The second inquiry asks, first, if a lawyer may lend money to “tide over” an indigent plaintiff whom he represents in a tort suit. Disciplinary Rule 5-103(B) provides:

While representing a client in connection with contemplated or pending litigation, a lawyer shall not advance or guarantee financial assistance to his client, except that a lawyer may advance or guarantee the expenses of litigation, including court costs, expenses of investigation, expenses of medical examination, and costs of obtaining and presenting evidence, provided the client remains ultimately liable for such expenses.

Thus, if the funds would not be used to cover expenses of litigation in any sense–and there is nothing in the inquiry which indicates that they would–the lawyer could not advance them. See Embler, Professional Responsibility, Malpractice, and Competency, 32 So. Car. L. Rev. 165 (1980) and authorities cited. The rule may be harsh where the client is indigent, but in two recent South Carolina cases attorneys were disciplined for advancing funds to needy clients in violation of this rule. See In re Pusser, 273 S.C. 115, 254 S.E.2d 926 (1979); In re Leppard, 272 S.C. 414, 252 S.E.2d 143 (1979). An indigent client is likely to be less able than others to protect himself against the dangers of such transactions, such as the danger that the lawyer will settle the case for less than it is worth in order to assure repayment of the loan.

It is further asked if the attorney’s firm may make the loan, or whether the attorney or the firm could properly cosign or guarantee a loan to the client from a bank. Under any of these approaches, the attorney would stand to lose if the debt were not repaid, and so be subject to pressures similar to those DR 5-103(B) was designed to prevent. Consequently the rule must be interpreted to reach those arrangements as well.

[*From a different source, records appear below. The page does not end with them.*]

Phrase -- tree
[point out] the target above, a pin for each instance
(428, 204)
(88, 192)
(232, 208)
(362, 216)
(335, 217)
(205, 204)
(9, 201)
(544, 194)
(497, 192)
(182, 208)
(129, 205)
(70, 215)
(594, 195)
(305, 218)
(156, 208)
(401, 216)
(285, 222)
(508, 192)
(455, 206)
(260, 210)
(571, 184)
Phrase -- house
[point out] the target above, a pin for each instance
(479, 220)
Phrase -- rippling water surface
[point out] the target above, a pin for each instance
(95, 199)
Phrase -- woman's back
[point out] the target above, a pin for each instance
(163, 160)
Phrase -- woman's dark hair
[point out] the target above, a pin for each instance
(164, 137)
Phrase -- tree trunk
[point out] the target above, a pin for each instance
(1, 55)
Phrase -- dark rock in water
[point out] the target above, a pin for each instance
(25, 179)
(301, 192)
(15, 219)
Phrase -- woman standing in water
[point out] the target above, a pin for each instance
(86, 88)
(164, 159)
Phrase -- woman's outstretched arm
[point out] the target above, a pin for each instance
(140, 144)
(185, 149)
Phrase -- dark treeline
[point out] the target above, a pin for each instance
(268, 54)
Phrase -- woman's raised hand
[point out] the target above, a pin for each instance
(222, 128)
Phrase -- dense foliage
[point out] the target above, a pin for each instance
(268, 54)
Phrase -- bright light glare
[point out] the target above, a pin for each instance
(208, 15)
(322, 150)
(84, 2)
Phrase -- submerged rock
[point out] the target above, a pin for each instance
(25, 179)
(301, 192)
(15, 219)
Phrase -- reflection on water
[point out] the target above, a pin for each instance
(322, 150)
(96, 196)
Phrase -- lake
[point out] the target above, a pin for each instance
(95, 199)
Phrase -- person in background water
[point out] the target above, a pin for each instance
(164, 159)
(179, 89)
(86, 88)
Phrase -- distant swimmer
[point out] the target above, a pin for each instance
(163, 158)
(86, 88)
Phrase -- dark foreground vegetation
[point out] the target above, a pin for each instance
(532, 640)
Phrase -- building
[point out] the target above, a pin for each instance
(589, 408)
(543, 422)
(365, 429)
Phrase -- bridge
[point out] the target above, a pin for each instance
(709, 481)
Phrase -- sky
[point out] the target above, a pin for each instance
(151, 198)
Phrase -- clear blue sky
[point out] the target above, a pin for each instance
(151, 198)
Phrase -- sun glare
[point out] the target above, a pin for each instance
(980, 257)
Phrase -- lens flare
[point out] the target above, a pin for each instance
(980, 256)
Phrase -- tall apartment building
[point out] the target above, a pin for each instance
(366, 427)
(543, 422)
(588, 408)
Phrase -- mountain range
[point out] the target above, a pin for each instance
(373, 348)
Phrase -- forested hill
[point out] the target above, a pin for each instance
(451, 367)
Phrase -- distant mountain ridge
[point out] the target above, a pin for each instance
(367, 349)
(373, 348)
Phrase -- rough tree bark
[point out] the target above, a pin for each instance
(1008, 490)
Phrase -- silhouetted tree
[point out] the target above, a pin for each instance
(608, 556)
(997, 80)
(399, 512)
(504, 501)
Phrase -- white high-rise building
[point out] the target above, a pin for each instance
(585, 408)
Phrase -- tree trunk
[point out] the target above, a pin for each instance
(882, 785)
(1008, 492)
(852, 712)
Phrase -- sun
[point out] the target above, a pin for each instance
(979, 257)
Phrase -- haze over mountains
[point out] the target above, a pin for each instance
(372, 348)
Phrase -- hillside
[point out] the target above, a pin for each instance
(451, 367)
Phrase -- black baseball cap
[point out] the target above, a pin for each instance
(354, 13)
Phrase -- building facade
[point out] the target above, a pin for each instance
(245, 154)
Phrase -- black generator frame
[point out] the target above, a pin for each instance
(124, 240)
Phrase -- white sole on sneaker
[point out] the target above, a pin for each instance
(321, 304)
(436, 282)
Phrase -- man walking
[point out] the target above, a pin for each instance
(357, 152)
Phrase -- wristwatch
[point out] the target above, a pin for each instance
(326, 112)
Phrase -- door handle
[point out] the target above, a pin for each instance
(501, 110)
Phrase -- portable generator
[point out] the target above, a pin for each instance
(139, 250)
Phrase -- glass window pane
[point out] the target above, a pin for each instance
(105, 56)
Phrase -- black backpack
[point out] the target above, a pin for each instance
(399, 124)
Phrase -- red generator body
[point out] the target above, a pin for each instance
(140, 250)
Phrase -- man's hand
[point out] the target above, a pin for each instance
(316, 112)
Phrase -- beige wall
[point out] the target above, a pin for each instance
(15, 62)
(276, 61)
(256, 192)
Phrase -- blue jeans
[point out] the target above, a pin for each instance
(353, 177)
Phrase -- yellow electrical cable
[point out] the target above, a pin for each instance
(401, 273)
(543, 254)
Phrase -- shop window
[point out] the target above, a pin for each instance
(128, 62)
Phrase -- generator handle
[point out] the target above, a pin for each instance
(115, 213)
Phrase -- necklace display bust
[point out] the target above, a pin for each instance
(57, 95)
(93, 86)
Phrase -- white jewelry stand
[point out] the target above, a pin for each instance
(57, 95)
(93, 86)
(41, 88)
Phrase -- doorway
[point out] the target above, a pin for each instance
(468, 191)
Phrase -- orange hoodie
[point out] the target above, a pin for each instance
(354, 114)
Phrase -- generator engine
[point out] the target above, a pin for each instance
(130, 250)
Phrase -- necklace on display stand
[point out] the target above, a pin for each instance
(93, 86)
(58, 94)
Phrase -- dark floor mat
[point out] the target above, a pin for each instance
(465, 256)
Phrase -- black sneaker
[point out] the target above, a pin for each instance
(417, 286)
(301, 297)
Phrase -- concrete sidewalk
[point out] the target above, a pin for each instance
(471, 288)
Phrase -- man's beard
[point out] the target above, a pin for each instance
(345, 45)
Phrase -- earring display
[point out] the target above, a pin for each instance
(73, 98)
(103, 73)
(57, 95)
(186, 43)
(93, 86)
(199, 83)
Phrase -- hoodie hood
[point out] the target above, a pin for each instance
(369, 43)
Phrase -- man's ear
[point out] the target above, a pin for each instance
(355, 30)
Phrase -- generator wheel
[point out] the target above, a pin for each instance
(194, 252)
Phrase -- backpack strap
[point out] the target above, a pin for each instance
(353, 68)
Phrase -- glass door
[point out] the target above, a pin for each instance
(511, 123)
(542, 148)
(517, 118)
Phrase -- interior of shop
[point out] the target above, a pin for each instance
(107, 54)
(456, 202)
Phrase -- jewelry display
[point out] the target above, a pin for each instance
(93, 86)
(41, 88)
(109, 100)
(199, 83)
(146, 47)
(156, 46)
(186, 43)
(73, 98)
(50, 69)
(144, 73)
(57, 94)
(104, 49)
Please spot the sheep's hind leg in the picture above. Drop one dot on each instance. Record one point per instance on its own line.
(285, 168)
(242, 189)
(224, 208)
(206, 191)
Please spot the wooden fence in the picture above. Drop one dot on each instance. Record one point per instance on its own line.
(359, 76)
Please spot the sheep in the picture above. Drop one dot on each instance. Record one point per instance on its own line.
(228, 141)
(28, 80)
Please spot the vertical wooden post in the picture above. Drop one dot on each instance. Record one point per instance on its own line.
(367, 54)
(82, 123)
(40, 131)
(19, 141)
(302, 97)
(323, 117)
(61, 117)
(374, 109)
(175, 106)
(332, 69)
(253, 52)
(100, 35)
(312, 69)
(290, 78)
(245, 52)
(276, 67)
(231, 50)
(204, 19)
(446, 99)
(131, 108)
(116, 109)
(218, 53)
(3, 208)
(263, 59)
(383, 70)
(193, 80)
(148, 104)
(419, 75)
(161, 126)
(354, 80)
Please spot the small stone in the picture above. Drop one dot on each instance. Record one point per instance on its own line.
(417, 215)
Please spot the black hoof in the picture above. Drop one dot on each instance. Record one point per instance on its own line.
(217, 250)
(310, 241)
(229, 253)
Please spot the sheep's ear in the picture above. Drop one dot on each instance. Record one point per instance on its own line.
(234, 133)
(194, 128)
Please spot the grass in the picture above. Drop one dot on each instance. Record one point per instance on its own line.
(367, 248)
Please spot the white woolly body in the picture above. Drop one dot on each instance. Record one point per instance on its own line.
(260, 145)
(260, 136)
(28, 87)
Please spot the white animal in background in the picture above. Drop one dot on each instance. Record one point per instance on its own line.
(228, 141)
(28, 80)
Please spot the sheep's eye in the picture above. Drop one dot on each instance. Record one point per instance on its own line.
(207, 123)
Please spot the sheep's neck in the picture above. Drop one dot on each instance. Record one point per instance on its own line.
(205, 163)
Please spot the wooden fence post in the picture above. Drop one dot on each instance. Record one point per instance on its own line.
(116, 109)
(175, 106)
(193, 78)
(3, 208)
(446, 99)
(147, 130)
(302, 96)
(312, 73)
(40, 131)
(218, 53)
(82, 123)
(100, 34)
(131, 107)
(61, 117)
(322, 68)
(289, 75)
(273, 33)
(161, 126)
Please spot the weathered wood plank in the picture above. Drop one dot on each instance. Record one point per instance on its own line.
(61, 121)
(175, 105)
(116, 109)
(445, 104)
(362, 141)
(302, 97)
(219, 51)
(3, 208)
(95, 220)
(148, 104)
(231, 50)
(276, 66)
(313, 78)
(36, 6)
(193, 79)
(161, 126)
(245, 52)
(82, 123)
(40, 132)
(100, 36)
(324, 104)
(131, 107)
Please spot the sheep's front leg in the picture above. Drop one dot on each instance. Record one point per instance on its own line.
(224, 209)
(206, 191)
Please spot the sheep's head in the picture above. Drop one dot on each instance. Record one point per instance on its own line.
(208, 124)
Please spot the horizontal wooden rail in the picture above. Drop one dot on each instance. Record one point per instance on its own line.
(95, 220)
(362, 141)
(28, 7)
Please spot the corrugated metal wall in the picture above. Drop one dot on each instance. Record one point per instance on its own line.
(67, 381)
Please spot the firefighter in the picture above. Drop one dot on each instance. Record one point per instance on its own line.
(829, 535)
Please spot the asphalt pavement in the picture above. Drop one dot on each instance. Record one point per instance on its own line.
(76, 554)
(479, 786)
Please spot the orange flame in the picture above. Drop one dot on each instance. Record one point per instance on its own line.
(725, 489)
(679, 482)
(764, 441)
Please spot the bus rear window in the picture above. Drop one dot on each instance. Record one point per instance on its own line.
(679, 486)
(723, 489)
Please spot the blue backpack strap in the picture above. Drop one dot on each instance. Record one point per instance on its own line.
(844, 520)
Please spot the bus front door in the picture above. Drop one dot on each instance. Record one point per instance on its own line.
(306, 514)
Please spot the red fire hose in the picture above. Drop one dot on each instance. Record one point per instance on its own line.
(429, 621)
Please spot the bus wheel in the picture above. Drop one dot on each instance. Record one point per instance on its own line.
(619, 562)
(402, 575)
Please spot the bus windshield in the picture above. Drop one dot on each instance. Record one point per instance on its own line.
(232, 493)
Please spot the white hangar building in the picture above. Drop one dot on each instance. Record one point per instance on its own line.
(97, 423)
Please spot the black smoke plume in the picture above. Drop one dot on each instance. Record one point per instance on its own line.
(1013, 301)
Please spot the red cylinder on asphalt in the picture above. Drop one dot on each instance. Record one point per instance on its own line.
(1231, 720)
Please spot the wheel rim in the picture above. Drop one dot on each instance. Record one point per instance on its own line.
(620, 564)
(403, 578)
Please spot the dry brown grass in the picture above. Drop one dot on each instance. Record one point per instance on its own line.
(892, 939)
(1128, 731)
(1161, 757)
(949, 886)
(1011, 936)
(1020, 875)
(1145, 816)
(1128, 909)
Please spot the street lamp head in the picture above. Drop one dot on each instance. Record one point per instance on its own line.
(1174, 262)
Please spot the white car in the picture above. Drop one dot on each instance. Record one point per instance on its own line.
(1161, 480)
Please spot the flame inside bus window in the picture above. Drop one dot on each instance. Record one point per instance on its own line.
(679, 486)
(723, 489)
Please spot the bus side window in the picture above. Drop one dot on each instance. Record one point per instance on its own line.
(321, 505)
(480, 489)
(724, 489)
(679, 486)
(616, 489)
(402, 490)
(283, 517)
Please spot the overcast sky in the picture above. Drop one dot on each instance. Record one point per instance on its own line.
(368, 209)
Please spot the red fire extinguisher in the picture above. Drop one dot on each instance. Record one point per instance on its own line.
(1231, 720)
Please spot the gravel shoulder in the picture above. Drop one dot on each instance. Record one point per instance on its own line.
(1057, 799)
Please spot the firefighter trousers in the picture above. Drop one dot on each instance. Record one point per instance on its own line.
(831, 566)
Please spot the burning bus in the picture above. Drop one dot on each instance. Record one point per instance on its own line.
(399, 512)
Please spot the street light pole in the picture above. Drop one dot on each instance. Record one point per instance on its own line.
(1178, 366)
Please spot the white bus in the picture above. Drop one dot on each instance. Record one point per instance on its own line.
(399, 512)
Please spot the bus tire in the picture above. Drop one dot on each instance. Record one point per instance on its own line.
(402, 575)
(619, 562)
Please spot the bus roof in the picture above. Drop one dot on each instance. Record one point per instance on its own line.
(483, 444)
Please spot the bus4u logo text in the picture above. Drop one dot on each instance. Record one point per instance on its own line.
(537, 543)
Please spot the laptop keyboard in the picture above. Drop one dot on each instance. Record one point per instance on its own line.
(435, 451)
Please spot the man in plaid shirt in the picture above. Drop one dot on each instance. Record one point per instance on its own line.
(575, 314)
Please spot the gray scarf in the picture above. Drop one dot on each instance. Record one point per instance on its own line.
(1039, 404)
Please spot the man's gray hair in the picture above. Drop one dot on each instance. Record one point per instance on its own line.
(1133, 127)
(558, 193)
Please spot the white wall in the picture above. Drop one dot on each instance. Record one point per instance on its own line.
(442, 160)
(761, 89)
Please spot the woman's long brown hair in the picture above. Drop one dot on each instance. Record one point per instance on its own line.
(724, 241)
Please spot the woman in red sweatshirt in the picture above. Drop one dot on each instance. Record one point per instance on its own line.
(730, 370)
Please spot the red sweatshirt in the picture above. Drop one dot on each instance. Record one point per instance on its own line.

It is further asked if the firm or the attorney could properly “purchase a further percentage of [the client’s] tort claim over and above the original contingency fee agreement.” DR 5-103(A) prohibits a lawyer from acquiring “a proprietary interest in the cause of action … of litigation he is conducting for a client.” DR 5-103(A)(2) affords an exception for reasonable contingency fee arrangements, but where as in the proposed arrangement some of the monies contingently payable by the client are attributable not to legal services but to a purchase, they do not constitute a “fee.”

Finally, it is asked whether the lawyer could properly refer the client to a third party who would lend money to the client or purchase a portion of the client’s tort claim. We assume that the third party is one in no way affiliated with the attorney, that the attorney would obtain no fee or commission for the referral, that the attorney would give no assurances to the third party as to the conduct or likely outcome of the litigation and would not give the third party any right to control the conduct of the litigation, and that the attorney would conform to Canon 4 and the disciplinary rules thereunder relating to the confidences and secrets of the client. Under those circumstances, making such a referral would not violate the Disciplinary Rules.

Permission to publish granted by the Board of Delegates on May 12, 1983. As stated in the Rules of the Committee on Professional Ethics, this advice is that of a committee without official governmental status.